Moroccan beef kebabs with couscous
- Jane Kennedy - One Dish. Two Ways.
- Jun 9, 2015
- 2 min read

For adults, there’s spicy, Moroccan-flavoured tasty rump with fragrant couscous…for the kids, keep the couscous plain and serve with simple and juicy ‘steak-and-veg on stix’. To save time, barbecue the kids’ and adults’ skewers at the same time.
INGREDIENTS
2 zucchini, cut into 3 cm-thick rounds
600g beef rump steak, trimmed, cut into 4 cm cubes
1 onion, cut into wedges
185g couscous
olive oil, for brushing
8 bamboo skewers, soaked for 30 minutes
or 8 metal skewers
INGREDIENTS FOR ADULTS
1 teaspoon lemon zest, finely grated
2 teaspoons mint, chopped
2 teaspoons flat-leaf parsley, chopped
1 teaspoon flaked almonds, toasted
1 teaspoon nutmeg, freshly grated
1 teaspoon ground cumin
1 teaspoon ground coriander
1/4 teaspoon ground allspice
1/4 teaspoon ground ginger
pinch cayenne pepper
pinch ground cinnamon
1 tablespoon olive oil
METHOD
Preheat the grill of your barbecue to a medium heat.
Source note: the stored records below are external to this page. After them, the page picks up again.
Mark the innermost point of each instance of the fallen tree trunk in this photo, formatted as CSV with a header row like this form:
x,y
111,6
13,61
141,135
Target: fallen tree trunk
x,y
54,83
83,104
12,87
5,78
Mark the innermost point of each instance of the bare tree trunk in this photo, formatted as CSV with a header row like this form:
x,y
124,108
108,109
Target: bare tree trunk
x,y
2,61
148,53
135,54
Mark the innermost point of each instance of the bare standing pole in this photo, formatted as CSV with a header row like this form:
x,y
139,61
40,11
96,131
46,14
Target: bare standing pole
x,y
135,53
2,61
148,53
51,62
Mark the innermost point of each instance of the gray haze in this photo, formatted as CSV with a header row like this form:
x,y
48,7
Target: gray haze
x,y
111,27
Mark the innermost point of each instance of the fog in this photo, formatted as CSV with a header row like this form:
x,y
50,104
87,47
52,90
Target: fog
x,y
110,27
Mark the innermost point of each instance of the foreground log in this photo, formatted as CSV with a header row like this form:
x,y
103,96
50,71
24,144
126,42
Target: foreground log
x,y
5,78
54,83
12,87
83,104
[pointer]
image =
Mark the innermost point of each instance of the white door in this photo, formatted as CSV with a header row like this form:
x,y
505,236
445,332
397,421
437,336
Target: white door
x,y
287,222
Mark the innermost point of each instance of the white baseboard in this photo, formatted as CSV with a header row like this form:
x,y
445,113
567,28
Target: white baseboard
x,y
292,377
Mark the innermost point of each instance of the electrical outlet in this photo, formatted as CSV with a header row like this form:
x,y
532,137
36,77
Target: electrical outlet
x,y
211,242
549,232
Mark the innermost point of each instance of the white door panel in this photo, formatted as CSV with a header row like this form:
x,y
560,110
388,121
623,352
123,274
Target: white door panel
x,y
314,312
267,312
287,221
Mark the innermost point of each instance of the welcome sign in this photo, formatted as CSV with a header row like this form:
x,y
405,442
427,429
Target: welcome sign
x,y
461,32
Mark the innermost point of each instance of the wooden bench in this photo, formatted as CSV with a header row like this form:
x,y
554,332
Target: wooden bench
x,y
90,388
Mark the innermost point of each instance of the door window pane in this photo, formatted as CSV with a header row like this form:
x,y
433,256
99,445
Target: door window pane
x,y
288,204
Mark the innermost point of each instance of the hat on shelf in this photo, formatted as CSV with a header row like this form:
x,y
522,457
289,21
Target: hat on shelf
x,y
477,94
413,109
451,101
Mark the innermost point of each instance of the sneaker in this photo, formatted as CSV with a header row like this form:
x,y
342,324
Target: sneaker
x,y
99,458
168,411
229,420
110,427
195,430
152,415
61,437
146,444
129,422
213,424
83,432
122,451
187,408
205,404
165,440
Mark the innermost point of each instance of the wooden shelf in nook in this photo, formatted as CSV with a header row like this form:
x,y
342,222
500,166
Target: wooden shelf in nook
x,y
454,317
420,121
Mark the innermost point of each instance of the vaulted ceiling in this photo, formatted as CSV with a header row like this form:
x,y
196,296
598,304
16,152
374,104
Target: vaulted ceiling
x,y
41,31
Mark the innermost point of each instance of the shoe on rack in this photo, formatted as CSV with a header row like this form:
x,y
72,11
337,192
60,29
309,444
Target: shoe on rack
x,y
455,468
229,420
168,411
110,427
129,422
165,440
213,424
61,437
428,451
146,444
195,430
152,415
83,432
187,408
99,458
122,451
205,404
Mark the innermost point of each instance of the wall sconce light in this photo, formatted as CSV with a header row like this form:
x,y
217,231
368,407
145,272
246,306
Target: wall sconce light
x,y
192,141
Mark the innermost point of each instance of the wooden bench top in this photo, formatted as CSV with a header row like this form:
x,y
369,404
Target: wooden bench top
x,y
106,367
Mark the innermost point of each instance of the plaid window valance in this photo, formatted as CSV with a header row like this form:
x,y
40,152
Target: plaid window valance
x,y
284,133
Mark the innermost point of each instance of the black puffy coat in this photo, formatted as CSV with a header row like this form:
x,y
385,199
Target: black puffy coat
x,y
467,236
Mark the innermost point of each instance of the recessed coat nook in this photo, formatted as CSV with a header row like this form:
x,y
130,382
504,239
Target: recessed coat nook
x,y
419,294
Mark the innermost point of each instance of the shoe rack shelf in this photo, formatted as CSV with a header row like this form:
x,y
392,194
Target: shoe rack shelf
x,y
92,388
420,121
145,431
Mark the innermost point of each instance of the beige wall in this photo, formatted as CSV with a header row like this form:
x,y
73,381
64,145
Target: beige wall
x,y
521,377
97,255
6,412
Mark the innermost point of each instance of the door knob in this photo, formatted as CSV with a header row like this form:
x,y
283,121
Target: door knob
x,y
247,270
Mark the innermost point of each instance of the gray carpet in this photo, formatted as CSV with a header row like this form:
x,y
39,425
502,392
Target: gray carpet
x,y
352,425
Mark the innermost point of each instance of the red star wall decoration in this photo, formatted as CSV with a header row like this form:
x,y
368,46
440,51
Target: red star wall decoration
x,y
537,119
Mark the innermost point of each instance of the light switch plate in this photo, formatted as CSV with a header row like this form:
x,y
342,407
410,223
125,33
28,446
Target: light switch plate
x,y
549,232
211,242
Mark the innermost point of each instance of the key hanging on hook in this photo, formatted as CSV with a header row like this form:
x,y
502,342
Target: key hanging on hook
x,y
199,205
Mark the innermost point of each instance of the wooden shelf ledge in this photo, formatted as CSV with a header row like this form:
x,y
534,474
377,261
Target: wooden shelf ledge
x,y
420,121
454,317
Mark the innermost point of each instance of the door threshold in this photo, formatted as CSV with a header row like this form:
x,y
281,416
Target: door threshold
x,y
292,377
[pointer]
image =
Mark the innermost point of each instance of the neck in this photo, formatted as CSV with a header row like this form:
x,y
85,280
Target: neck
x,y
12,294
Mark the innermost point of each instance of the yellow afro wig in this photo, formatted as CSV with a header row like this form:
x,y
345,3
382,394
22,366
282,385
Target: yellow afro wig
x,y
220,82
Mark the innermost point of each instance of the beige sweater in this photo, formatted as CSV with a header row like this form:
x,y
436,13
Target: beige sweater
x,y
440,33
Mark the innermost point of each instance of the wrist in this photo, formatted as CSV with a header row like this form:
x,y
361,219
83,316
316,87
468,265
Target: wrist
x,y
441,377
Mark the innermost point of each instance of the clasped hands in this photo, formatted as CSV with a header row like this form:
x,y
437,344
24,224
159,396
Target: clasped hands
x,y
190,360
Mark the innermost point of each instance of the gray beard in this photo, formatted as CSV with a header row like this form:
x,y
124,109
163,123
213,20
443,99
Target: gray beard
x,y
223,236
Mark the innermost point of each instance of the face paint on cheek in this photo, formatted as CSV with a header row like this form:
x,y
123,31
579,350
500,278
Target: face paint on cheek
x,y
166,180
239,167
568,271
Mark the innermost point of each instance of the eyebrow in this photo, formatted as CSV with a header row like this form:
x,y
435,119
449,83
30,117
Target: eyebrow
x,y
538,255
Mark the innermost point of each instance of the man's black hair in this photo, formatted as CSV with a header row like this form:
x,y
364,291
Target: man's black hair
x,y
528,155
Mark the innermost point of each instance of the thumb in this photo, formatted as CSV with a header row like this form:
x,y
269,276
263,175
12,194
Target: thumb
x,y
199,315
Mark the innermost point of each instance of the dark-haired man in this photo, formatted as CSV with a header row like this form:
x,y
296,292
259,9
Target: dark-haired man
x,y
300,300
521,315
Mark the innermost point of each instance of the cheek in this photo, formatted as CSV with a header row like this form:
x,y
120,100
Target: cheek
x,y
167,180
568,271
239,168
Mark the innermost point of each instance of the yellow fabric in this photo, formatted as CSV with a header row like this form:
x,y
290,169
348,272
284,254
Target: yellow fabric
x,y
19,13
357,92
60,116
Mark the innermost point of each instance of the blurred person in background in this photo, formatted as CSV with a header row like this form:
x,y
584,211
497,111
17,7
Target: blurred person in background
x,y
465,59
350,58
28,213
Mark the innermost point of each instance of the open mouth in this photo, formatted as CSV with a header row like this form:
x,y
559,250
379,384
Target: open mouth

Thread the zucchini, beef and onion alternately onto the skewers and divide onto two plates.
In a heatproof bowl, prepare the couscous according to the packet instructions. Fluff it up with a fork and divide into two portions.
DISH ONE
For the kids, lightly brush the skewers with olive oil, season with salt and grill for 3 minutes on each side for medium, or until cooked to their liking.
Keep the couscous plain and serve with the juicy beef skewers.
DISH TWO
While the couscous is still warm, add the lemon zest, mint, parsley and almonds to one portion and stir with a fork. Cover and let it stand for 1 minute more.
In a bowl, combine the spices with the oil. Season with salt and brush the spicy mixture onto the adults’ skewers. Barbecue for 3 minutes on each side for medium, or until cooked to your liking.
Remove the beef, onion and zucchini from the skewers and serve on the fragrant couscous.